We all know that the draft we feel when putting a hand next to that not-brand-new window must be impacting how much energy we’re using for both heating and cooling. But the Pacific Northwest National Laboratory (PNNL) wants to know precisely, backed-up-with-lots-of-data, how much.
Showing their efforts to do just that, we introduced you to their Home Labs project back in November, where they’re using two manufactured homes to test the impact of different energy-efficiency measures on water use, energy use, and environmental conditions.
How people live in a home drastically affects the way it conserves and utilizes energy, and therefore makes measuring a base level energy usage and comparing to energy usage after any upgrades quite difficult. The beauty of this study is that it eliminates the human factor variable and will generate very precise information from two highly controlled environments.
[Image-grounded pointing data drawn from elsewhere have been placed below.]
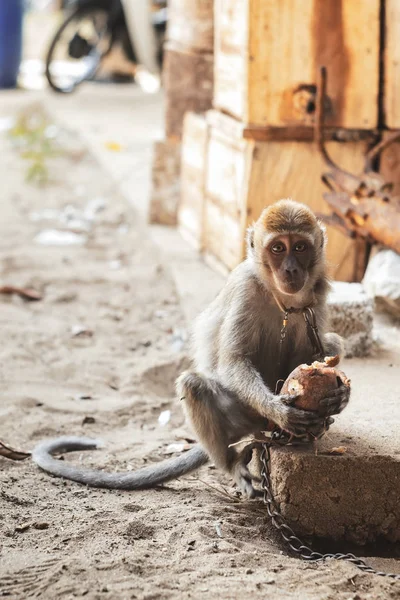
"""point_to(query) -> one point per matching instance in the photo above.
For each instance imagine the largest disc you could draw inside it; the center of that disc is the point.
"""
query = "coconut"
(312, 383)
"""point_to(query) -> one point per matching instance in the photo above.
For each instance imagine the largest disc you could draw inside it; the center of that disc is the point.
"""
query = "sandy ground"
(58, 539)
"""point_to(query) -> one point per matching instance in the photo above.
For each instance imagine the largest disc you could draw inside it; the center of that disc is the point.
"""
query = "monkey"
(238, 356)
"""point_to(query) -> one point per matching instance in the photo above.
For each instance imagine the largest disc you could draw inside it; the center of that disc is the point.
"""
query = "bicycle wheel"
(78, 47)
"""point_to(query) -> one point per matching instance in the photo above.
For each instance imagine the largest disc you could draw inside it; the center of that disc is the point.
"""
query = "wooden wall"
(267, 55)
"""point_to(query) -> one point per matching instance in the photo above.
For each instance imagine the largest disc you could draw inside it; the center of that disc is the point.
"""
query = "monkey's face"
(290, 258)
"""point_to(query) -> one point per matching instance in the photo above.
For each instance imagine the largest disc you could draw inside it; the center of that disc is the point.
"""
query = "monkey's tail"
(148, 477)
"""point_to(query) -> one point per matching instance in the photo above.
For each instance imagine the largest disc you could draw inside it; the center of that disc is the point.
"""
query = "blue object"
(11, 12)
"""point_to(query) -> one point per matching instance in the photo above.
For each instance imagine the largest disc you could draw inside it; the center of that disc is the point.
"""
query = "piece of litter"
(338, 450)
(12, 453)
(217, 526)
(41, 525)
(123, 229)
(115, 265)
(177, 447)
(25, 293)
(47, 214)
(23, 526)
(81, 331)
(164, 417)
(113, 146)
(54, 237)
(178, 339)
(161, 314)
(6, 124)
(93, 207)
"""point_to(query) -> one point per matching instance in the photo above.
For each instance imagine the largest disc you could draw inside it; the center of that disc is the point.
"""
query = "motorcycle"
(92, 28)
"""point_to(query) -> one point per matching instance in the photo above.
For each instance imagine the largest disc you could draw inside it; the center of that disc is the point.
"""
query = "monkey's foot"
(244, 481)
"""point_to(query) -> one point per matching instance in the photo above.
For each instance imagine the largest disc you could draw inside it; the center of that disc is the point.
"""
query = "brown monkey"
(238, 357)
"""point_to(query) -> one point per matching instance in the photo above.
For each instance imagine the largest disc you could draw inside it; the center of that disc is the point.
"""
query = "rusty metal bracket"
(362, 204)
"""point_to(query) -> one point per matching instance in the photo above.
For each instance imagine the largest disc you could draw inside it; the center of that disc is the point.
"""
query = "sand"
(98, 356)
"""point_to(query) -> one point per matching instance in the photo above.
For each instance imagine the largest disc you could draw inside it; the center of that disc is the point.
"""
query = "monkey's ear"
(250, 240)
(323, 236)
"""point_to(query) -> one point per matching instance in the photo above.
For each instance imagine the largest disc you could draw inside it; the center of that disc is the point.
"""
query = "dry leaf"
(25, 293)
(11, 453)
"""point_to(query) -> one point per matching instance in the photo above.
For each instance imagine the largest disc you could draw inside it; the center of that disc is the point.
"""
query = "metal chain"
(287, 533)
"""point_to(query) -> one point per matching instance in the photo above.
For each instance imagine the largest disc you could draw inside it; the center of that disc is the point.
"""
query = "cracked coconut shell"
(312, 383)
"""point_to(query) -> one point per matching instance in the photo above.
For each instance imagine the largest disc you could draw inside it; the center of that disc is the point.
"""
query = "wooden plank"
(267, 54)
(299, 133)
(223, 235)
(391, 66)
(165, 191)
(228, 160)
(390, 165)
(191, 24)
(193, 173)
(188, 81)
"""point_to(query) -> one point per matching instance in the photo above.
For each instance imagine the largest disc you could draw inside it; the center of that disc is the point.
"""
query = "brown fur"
(236, 342)
(230, 394)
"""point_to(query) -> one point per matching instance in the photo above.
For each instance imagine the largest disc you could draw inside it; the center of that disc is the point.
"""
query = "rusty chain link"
(287, 533)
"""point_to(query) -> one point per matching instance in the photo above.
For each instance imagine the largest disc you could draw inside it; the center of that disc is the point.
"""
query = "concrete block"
(351, 314)
(352, 496)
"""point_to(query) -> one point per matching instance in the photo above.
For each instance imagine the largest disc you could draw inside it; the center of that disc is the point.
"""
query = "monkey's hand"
(294, 420)
(335, 401)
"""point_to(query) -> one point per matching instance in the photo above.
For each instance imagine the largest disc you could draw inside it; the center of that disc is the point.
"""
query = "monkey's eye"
(300, 247)
(278, 248)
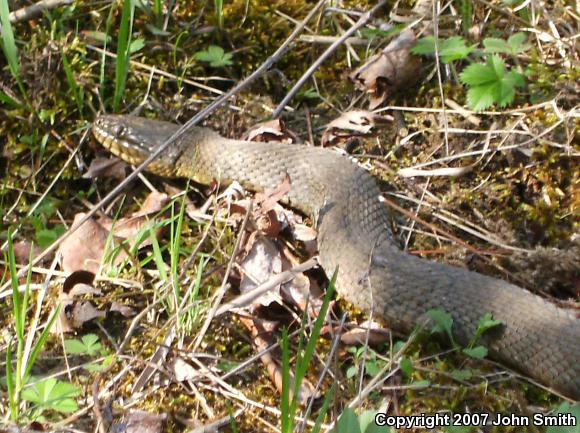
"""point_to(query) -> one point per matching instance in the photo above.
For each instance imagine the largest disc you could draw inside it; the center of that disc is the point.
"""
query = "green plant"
(9, 45)
(27, 350)
(372, 364)
(123, 52)
(488, 83)
(51, 394)
(291, 386)
(350, 422)
(215, 56)
(88, 345)
(219, 12)
(567, 408)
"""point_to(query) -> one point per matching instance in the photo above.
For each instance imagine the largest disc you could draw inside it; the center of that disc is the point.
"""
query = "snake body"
(536, 338)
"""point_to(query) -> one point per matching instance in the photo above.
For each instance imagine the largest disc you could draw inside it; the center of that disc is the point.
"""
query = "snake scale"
(536, 338)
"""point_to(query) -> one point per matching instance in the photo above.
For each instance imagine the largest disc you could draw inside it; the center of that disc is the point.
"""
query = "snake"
(536, 338)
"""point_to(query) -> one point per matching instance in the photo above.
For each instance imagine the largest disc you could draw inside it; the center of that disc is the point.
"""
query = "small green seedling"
(215, 56)
(51, 394)
(490, 84)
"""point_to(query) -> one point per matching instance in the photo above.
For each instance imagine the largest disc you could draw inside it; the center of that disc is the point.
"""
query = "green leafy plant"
(291, 385)
(27, 350)
(51, 394)
(567, 408)
(490, 83)
(45, 235)
(88, 345)
(514, 45)
(215, 56)
(219, 12)
(350, 422)
(449, 50)
(442, 322)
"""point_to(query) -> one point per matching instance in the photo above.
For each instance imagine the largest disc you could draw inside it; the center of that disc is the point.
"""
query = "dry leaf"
(272, 130)
(345, 130)
(358, 334)
(182, 370)
(261, 263)
(84, 249)
(267, 200)
(83, 312)
(389, 70)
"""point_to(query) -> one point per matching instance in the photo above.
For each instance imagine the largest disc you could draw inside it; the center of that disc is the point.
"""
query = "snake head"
(134, 139)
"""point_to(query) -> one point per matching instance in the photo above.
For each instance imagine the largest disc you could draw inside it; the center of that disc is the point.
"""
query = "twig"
(222, 290)
(30, 12)
(276, 280)
(179, 133)
(331, 49)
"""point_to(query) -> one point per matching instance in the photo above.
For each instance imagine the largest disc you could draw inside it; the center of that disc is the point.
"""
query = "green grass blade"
(123, 44)
(12, 397)
(285, 403)
(40, 343)
(16, 299)
(323, 410)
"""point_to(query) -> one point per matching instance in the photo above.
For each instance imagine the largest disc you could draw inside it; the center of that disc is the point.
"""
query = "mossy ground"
(526, 198)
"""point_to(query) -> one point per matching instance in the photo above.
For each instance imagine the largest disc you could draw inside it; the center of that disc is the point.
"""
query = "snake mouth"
(134, 139)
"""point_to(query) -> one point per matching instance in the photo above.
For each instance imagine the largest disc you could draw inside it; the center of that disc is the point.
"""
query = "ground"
(508, 207)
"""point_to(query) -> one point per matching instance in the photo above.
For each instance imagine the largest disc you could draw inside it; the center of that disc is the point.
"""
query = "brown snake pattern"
(536, 338)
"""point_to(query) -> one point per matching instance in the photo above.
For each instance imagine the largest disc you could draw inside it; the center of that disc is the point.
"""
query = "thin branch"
(331, 49)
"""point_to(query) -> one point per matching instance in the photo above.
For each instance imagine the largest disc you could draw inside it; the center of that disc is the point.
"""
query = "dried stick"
(331, 49)
(32, 11)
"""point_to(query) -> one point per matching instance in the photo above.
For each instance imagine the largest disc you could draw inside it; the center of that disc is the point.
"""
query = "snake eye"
(119, 130)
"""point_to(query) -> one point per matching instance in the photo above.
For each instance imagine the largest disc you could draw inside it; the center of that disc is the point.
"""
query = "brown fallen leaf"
(345, 130)
(272, 130)
(22, 252)
(390, 70)
(262, 261)
(84, 249)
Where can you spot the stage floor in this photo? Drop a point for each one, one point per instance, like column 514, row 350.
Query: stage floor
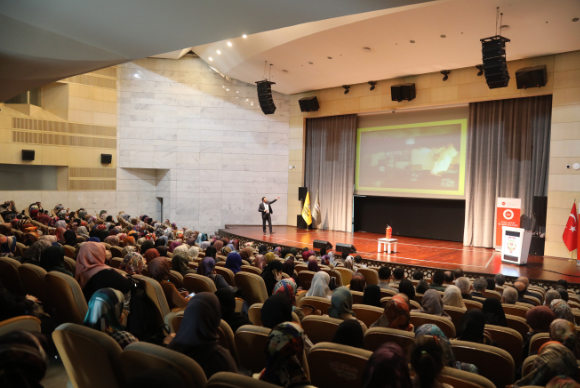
column 422, row 252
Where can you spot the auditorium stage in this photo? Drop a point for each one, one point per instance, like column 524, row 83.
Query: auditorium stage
column 418, row 252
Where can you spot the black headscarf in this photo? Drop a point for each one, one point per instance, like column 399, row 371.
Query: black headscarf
column 52, row 259
column 349, row 333
column 372, row 295
column 276, row 309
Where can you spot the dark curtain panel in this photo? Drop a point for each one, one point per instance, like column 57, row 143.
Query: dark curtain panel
column 508, row 153
column 329, row 168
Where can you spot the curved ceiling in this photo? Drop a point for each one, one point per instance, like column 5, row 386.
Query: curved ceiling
column 446, row 35
column 44, row 41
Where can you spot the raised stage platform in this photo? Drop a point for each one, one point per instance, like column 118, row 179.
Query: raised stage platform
column 417, row 252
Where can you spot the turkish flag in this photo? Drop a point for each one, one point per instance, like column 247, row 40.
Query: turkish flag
column 570, row 235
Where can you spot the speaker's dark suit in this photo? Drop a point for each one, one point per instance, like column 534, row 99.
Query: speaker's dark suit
column 266, row 215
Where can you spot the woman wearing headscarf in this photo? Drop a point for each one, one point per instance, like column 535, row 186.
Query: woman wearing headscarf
column 93, row 274
column 396, row 315
column 228, row 306
column 283, row 354
column 554, row 359
column 198, row 338
column 159, row 270
column 372, row 295
column 272, row 274
column 452, row 297
column 104, row 314
column 493, row 311
column 349, row 333
column 319, row 286
column 387, row 368
column 433, row 304
column 52, row 259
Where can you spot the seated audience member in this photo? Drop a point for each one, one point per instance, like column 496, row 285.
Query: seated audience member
column 372, row 296
column 284, row 356
column 198, row 336
column 159, row 270
column 385, row 278
column 93, row 274
column 437, row 281
column 104, row 314
column 464, row 286
column 554, row 360
column 452, row 297
column 228, row 306
column 398, row 274
column 479, row 286
column 433, row 304
column 396, row 315
column 494, row 314
column 387, row 367
column 349, row 333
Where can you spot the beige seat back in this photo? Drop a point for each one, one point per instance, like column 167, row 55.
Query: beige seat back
column 367, row 314
column 445, row 324
column 141, row 356
column 320, row 328
column 376, row 336
column 66, row 297
column 493, row 363
column 253, row 287
column 91, row 358
column 9, row 275
column 332, row 365
column 198, row 283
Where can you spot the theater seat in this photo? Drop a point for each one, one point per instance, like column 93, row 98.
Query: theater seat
column 140, row 356
column 376, row 336
column 334, row 365
column 91, row 358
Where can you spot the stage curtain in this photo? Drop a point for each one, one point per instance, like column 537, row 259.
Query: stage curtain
column 329, row 168
column 508, row 152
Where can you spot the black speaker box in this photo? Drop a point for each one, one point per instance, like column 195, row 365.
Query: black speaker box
column 106, row 158
column 319, row 244
column 27, row 154
column 265, row 97
column 302, row 191
column 532, row 77
column 309, row 104
column 403, row 92
column 345, row 248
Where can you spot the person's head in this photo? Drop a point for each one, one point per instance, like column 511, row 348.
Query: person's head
column 399, row 274
column 427, row 360
column 438, row 278
column 384, row 273
column 479, row 285
column 510, row 295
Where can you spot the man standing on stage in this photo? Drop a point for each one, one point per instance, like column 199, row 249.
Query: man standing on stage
column 266, row 210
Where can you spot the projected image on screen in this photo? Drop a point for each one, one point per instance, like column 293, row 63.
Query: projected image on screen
column 426, row 158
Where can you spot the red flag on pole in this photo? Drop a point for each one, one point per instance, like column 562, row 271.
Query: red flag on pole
column 570, row 235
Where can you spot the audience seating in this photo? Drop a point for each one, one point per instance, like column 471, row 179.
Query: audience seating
column 493, row 363
column 140, row 356
column 91, row 358
column 334, row 365
column 66, row 297
column 445, row 324
column 253, row 287
column 376, row 336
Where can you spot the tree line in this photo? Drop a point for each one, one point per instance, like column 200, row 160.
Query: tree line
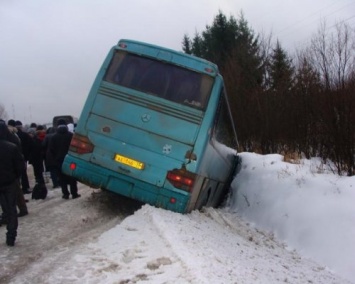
column 303, row 104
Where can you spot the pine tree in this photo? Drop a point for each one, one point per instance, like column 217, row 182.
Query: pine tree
column 186, row 44
column 281, row 70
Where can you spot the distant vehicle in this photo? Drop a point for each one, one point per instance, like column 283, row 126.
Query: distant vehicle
column 68, row 119
column 156, row 127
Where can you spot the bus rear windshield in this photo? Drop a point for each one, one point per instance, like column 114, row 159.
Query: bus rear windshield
column 160, row 79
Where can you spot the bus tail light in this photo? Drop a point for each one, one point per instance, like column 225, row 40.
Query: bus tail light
column 81, row 144
column 182, row 179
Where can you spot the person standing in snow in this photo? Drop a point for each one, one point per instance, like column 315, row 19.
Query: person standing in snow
column 58, row 147
column 13, row 137
column 49, row 161
column 26, row 146
column 11, row 166
column 36, row 158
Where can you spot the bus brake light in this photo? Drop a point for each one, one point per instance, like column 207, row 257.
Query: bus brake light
column 81, row 144
column 181, row 179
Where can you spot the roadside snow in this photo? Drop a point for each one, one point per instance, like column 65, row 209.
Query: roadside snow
column 283, row 223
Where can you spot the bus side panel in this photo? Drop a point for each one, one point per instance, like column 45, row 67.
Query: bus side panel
column 94, row 176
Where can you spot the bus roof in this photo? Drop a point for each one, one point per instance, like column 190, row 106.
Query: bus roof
column 169, row 55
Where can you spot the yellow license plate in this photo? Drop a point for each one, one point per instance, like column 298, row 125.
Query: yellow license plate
column 129, row 162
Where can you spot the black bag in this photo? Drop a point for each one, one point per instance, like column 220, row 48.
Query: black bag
column 39, row 191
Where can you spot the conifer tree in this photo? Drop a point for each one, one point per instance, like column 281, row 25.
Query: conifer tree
column 281, row 70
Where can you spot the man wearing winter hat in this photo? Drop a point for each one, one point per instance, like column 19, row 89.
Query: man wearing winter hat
column 13, row 137
column 59, row 146
column 11, row 164
column 26, row 145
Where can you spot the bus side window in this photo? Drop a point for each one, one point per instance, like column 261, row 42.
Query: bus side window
column 224, row 131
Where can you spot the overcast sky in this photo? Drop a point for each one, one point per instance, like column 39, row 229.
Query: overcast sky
column 50, row 51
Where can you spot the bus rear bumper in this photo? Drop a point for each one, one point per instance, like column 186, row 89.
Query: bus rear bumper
column 98, row 177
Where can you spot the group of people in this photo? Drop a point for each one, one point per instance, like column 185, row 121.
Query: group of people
column 45, row 150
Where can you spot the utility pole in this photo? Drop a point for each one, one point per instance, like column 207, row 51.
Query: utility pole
column 13, row 112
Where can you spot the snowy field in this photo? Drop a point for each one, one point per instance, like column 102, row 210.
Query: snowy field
column 283, row 223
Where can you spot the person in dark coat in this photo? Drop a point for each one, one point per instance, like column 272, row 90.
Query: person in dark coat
column 49, row 160
column 26, row 146
column 37, row 157
column 11, row 166
column 58, row 147
column 13, row 137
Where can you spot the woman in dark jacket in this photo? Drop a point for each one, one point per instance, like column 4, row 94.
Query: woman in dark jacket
column 48, row 159
column 58, row 147
column 11, row 166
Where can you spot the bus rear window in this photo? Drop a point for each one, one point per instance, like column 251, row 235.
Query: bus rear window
column 160, row 79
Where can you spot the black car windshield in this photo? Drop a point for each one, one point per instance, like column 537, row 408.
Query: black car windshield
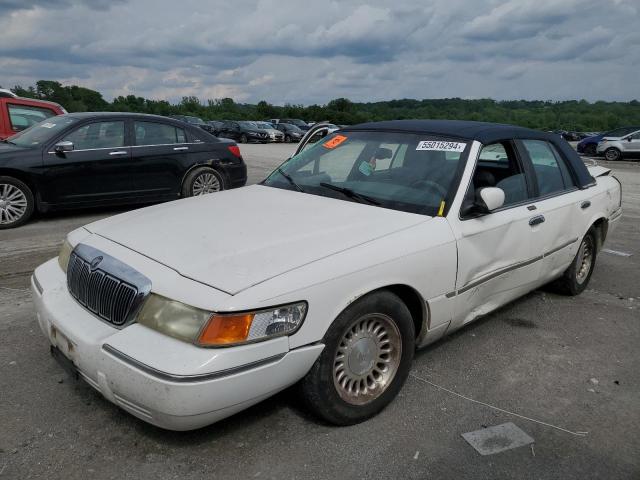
column 41, row 132
column 414, row 173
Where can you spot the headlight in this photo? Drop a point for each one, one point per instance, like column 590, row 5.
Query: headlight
column 63, row 256
column 210, row 329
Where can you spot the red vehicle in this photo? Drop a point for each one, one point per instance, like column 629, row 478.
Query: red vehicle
column 18, row 113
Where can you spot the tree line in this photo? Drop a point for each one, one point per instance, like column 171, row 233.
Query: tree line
column 577, row 115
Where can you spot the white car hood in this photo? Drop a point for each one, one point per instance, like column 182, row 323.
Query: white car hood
column 235, row 239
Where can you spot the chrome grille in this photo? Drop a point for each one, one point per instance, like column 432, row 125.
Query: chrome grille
column 104, row 289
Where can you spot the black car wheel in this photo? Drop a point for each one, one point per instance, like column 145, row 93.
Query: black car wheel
column 612, row 154
column 590, row 150
column 16, row 203
column 201, row 181
column 366, row 360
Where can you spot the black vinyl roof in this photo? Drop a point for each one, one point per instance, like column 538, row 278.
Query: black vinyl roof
column 485, row 133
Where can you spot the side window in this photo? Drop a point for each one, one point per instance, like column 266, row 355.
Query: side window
column 151, row 133
column 498, row 166
column 23, row 116
column 97, row 135
column 551, row 172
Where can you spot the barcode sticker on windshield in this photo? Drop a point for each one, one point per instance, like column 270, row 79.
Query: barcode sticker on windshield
column 440, row 146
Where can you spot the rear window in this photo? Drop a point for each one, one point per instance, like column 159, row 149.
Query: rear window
column 23, row 116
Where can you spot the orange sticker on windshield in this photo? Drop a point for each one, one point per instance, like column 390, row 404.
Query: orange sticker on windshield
column 334, row 142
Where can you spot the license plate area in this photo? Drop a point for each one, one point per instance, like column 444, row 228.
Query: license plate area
column 64, row 362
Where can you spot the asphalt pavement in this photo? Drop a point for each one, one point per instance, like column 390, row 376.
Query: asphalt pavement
column 564, row 370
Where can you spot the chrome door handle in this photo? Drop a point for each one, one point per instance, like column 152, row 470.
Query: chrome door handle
column 537, row 220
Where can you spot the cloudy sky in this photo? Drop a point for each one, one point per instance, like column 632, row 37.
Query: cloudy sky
column 299, row 51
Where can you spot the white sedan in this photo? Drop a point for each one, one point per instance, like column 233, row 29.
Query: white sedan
column 378, row 239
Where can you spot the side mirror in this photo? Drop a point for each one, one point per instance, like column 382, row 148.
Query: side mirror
column 62, row 147
column 490, row 198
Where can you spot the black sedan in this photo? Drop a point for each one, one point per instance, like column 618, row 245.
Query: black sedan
column 92, row 159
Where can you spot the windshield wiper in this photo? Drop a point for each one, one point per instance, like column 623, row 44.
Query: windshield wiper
column 289, row 179
column 350, row 193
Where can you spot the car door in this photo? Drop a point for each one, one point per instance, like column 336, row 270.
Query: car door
column 632, row 144
column 495, row 254
column 96, row 170
column 558, row 205
column 159, row 157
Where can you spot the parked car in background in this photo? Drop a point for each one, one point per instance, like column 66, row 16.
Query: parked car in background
column 17, row 113
column 618, row 147
column 91, row 159
column 379, row 239
column 197, row 121
column 243, row 132
column 275, row 135
column 291, row 132
column 589, row 146
column 215, row 125
column 301, row 124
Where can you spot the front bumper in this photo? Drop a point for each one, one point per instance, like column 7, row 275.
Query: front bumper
column 156, row 378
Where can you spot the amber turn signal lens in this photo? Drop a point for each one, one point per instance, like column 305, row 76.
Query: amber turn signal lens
column 226, row 329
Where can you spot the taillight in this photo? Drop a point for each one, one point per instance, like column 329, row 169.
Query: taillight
column 235, row 150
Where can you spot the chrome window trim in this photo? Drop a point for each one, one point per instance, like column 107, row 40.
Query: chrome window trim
column 203, row 377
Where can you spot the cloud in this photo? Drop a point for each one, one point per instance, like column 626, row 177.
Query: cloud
column 301, row 52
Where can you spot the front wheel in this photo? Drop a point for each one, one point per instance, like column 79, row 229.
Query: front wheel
column 576, row 278
column 612, row 154
column 366, row 360
column 202, row 181
column 16, row 203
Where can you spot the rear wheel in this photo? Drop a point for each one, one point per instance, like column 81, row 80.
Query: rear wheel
column 202, row 181
column 366, row 360
column 16, row 203
column 576, row 278
column 612, row 154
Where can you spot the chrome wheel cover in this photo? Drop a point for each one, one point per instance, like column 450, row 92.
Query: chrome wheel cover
column 584, row 260
column 13, row 204
column 205, row 183
column 367, row 359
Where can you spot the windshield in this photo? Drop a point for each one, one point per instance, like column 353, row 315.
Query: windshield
column 402, row 171
column 621, row 132
column 41, row 132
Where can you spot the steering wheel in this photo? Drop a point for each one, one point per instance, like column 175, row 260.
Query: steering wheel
column 432, row 185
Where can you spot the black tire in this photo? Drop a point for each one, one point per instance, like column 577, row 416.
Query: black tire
column 575, row 278
column 17, row 203
column 612, row 154
column 320, row 388
column 199, row 176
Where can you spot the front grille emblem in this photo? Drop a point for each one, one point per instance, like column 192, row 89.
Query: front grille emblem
column 95, row 262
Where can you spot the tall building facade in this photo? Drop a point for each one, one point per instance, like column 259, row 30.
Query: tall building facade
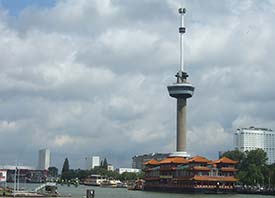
column 92, row 162
column 247, row 139
column 44, row 158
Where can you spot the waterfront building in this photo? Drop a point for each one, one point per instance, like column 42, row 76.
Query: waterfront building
column 110, row 167
column 25, row 173
column 196, row 174
column 128, row 170
column 247, row 139
column 44, row 157
column 92, row 162
column 139, row 160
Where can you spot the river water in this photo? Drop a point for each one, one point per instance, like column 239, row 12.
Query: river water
column 80, row 192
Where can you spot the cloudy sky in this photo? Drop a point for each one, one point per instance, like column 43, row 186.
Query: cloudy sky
column 89, row 77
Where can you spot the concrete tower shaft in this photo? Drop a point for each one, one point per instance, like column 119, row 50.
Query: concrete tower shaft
column 181, row 90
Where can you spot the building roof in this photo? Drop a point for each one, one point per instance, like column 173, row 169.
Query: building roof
column 198, row 159
column 174, row 160
column 200, row 168
column 225, row 160
column 152, row 162
column 212, row 178
column 228, row 169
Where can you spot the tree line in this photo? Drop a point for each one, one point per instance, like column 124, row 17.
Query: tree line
column 252, row 167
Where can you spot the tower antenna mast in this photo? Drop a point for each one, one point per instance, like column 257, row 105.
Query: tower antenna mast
column 182, row 29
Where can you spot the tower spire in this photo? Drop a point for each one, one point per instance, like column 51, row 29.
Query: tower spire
column 182, row 31
column 181, row 90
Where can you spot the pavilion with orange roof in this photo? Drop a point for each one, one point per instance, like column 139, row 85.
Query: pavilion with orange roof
column 195, row 174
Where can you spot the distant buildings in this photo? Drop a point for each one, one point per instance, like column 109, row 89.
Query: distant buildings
column 128, row 170
column 44, row 157
column 247, row 139
column 25, row 174
column 110, row 167
column 139, row 160
column 92, row 162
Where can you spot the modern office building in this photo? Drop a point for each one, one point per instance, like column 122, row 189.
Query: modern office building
column 92, row 162
column 247, row 139
column 44, row 157
column 139, row 160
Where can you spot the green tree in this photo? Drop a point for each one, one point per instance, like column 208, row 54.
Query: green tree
column 252, row 167
column 235, row 155
column 53, row 171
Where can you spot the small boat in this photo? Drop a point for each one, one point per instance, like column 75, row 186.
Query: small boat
column 111, row 184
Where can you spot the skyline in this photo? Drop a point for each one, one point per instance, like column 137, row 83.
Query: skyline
column 84, row 78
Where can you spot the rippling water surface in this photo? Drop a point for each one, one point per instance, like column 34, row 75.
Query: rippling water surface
column 80, row 192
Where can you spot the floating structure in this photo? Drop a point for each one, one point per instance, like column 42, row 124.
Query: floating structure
column 190, row 175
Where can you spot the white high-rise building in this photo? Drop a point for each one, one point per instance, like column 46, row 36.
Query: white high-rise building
column 247, row 139
column 92, row 162
column 44, row 158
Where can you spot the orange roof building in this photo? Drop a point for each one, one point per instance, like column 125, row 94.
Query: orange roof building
column 196, row 174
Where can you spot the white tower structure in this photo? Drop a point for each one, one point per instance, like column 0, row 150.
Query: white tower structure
column 247, row 139
column 181, row 90
column 44, row 157
column 92, row 162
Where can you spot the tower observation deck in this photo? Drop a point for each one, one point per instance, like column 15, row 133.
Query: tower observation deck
column 181, row 90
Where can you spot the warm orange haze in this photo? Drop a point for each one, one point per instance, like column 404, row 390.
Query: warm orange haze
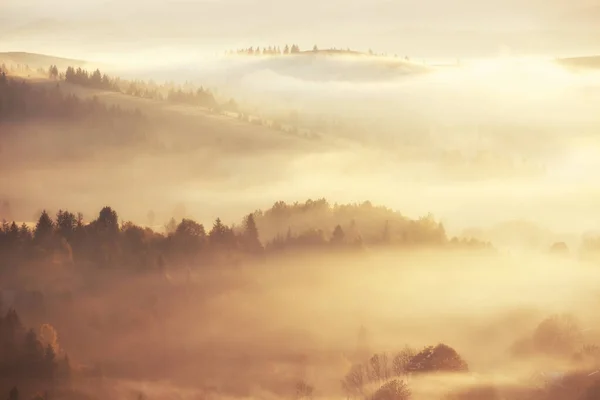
column 236, row 199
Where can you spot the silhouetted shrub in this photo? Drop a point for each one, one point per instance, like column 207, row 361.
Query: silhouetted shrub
column 441, row 358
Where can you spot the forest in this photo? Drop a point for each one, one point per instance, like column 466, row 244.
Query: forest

While it’s relatively easy to see varying energy usage and patterns on a smart meter, the study also seeks to understand more than just straight energy usage, factoring in human comfort by measuring humidity and the indoor environment with environmental sensors and a weather station.
The first study will be on the effects of highly insulated, triple-pane windows, followed by smart appliances, smart electric car charging stations, heat pump water heaters, efficient building envelopes, HVAC, and solar-thermal and photovoltaics. After testing each item in isolation to fully understand impact, the goal is to finally design an intelligent, responsive, zero net energy, zero peak load, retrofitted home using all the study’s leanings.
The PNNL project collaborates with a local utilities provider, Richland Energy Services, who is providing the electricity to the lab homes, oversized transformers, and smart meters. The potential for energy efficient retrofits and reducing peak loads also greatly benefits the energy company which has been able to avoid doing additional upgrades and expansion to the energy system as energy savings compensate for new building.
By avoiding new development, Richland Energy Services is able to do more with less, and began offering incentives to their customers for installing energy efficient heat pumps, insulation, windows, and doors, Energy Star appliances, and solar power installations. To encourage community participation and education, they recently launched both a video on the PNNL project and an online community forum for suggestions, tips, and feedback on energy efficiency and renewables.
The PNNL is one of ten Department of Energy national laboratories managed by the DOE’s Office of Science, and is working hard to support the DOE’s Building America program which aims to develop energy systems that can dramatically reduce annual energy use and peak loads in both new and existing homes.
As buildings account for nearly 40% of the U.S.’s energy usage, one of Building America’s goals is to reduce energy usage in current buildings by 50 percent through retrofits and energy upgrades – a lofty goal, but one with a huge potential impact if realized. This program is one calculated effort in that direction.